はじめに

 臨床心理学は,実践活動,研究活動,専門活動から構成されています。心理専門職としての臨床心理士は,それらの活動を適切に実行できる技能を一通り習得していることが求められます。それによって職業的専門性を確立することが可能となるのです。したがって,教育訓練システムの目的は,臨床心理士が臨床心理学の活動を適切に実行できるための知識と技能を一通り習得できるように実践活動,研究活動,専門活動の 技能を整理して体系化し,組織的に教えることとなります。そのために必要となるのが,総合的なカリキュラムです。
次にしなければならないのは,そのような課題をクリアできる授業内容を組みこんだカリキュラムを実際に作成することです。わが国の,従来の臨床心理学には,心理療法モデルが強いという特徴があります。そのため,実践活動だけをとっても,総合的なカリキュラムが構成されていません。むしろ,夢分析や箱庭療法といった特殊な技法が,あたかも主要技法のごとく教えられているという偏った教育も行われています。その結果として,アセスメント技法や社会的関係を形成する技能の訓練が,これまでの大学教育に適切に組みこまれていませんでした。臨床心理学の中核にある実践活動のカリキュラムがこのような欠陥状態ですから,研究活動や専門活動の技能に関するカリキュラムが未確立なことは言うまでもありません。

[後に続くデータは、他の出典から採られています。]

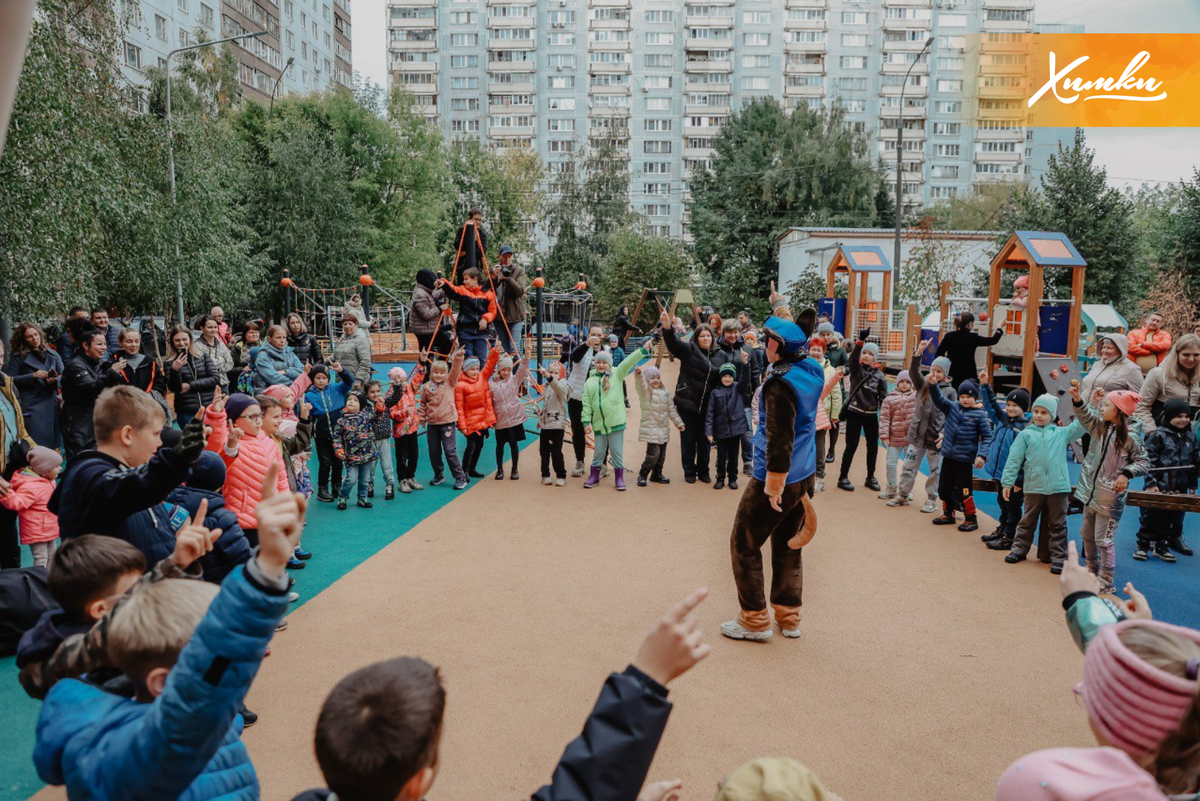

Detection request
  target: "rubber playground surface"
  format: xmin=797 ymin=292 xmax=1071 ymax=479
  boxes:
xmin=7 ymin=362 xmax=1200 ymax=799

 ところが,世界の臨床心理学は,エビデンス・ベイスト・アプローチに基づく研究活動の成果を取り入れて発展したことで,社会的にも専門活動として広く認められるようになっています。そこでは,科学者−実践者モデル,生物−心理−社会モデル,認知行動療法が主要な役割を担うようになっています。わが国でも,このような臨床心理学の発展が社会的に求められるようになっています。したがって,わが国の臨床心理学では,このような新たな発展の土台となるカリキュラムを構築することが喫緊の課題となっています。
 そこで,本書では,まず具体的な授業内容を含んだカリキュラムを提案することにしました。そして,そこに含まれる科目ごとに,参考となる日本語で書かれた書籍を紹介することを目的としました。というのは,新しい科目とカリキュラムを提案しても,教える側も教わる側も,そのような科目を教えた経験がないということがあります。そのため,どのように教えるのか,あるいはどのように学んだらよいのかというイメージをもてないということになります。また,それを教え,学ぶための教材も適切なものがないということもあります。本書は,そのようなわが国の現状を超えて,新たな臨床心理学教育の発展に貢献することを目的として編まれたものです。
 書籍の選択と紹介については,東京大学大学院・臨床心理学コースの私の授業に参加した大学院生に多大な協力を得ました。記して感謝します。